I was first asking local shops if they were capable of spray welding and I had several leads but it petered out, one shop offered to mig weld it and turn it down for 300 euros, but I think MIG welding might damage the hardening on the rest of the shaft. In that case maybe I should have tried TIG welding which I can do myself, very very slowly and letting it cool down before continuing.

I had this plan drawn up in CAD, to make a two part shaft, remove the damaged portion and insert a new one via a left hand thread, the shaft only turns in one direction and that would make it self locking. That + the strongest loctite (272) and the fact that the join happens right where it's supported by a bearing should make this a workable solution.



Still in the end I decided to try and get away the the absolute minimum repair, I chucked up the shaft in the lathe and I turned away the broken thread. I also took a very shallow cut on the shaft and it mics consistently to 26.98mm except where there are circular gouges, nominal dimension is 27mm.



I have also bought a 27mm reamer and reamed the gears and ater these operations I have a nice slip fit on the shaft.

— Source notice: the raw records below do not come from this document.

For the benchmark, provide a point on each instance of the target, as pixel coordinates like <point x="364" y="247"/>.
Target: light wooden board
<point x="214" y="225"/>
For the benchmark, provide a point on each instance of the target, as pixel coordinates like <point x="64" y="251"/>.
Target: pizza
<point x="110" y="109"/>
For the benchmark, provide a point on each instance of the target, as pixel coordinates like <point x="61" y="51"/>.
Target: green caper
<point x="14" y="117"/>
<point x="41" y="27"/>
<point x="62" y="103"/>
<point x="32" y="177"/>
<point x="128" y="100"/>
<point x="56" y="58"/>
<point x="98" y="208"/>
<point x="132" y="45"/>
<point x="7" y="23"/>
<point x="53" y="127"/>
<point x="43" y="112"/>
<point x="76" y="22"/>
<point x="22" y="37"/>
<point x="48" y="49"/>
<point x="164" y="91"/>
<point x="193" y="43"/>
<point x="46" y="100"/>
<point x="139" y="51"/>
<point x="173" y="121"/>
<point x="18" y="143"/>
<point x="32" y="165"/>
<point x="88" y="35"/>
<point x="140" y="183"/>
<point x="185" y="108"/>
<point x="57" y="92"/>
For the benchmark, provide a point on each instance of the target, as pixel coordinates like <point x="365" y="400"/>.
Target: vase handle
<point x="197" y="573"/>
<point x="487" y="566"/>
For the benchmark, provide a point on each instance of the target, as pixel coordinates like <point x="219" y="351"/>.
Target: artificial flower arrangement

Next I drilled and threaded the shaft for a left hand thread and I made a new oversize part that I fitted with loctite. I wasn't able to get my hands on 272 but I hope 2701 is good enough here, this part will not really be under any strain.





Now I just need to turn the new features on this piece. Then my next step is to enlarge the slot to 6mm, and make it 2mm deeper (to keep overall height constant so the bearing can slip over). This will clean up the slot in the shaft,

I will also broach the gear key slots to 6mm as well, this will also fix some damage I discovered that I did to one side of the slots. And it will make the whole setup stronger.